Ali Bey was the son of the Ottoman general Evrenos . He was a Byzantine prince and converted to Islam. The family came from Anatolia and was one of the four leading Ghāzī families who were important as warriors for the Ottoman conquests of the late 14th century.

Sandschakbey of Albania

Ali Bey was Sandschakbey of Albania before 1432. When Işak Bey conquered Dagnum from Koja Zaharia in 1430 , it was annexed to the area controlled by Ali Bey.

In the early phase of the Albanian uprising in the years 1432 to 1436, in the winter of 1432, Sultan Murat II gathered around 10,000 men under the command of Ali Bey, who marched along the Via Egnatia into the valley of Shkumbin , where the Ottoman army however by soldiers of the Albanian prince Gjergj Arianiti was attacked and defeated. In the years 1435/36 Ali Bey Turahan Bey's campaign followed, which restored the Ottoman order in the region.

Campaigns

In 1438 Evrenosoglu commanded an army that sacked Wallachia and Transylvania. In 1440 Ali Bey took part in the unsuccessful siege of Belgrade . The Ottoman general had a wall built around the city and then used the stones for slingshots. According to contemporary historian Konstantin Mihailović , the Ottoman soldier who would wave the Ottoman flag on the Belgrade walls was promised the title of bey and property. Although Evrenosoglu already held the title of Bey by that time, he decided to personally lead the attack against the walls of Belgrade Castle in hopes of improving his already good reputation.

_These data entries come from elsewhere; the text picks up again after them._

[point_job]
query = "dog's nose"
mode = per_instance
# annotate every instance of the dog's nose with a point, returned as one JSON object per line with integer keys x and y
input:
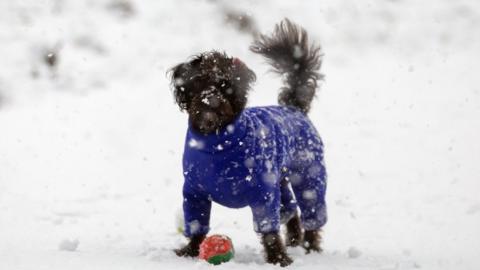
{"x": 209, "y": 121}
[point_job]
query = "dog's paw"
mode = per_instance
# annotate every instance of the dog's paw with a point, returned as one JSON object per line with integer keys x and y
{"x": 187, "y": 251}
{"x": 312, "y": 241}
{"x": 282, "y": 259}
{"x": 294, "y": 235}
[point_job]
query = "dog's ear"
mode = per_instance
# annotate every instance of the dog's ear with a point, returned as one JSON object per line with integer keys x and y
{"x": 177, "y": 76}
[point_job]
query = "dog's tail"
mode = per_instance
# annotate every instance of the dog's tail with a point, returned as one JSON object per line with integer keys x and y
{"x": 288, "y": 51}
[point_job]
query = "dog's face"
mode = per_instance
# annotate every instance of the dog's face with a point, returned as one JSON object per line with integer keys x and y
{"x": 212, "y": 88}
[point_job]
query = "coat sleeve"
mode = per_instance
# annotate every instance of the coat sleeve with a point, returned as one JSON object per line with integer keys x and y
{"x": 196, "y": 210}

According to Demetrios Chalkokondyles , a legend tells that the Hungarian general Johann Hunyadi Evrenosoğlus was a stable boy. After his flight to Hungary he is said to have entered the service of the King of Hungary. In 1444 the troops of the King of Hungary and Poland under Hunyadi and the troops of Murad II met. In the Battle of Varna , the Ottomans defeated King Władysław III. Hunyadi barely escaped.

When Sultan Murad II died in 1451, Ali Bey was sent by Mehmed II to drown Mehmed's half-brother Küçük Ahmed Çelebi and thus secure his claim to the throne.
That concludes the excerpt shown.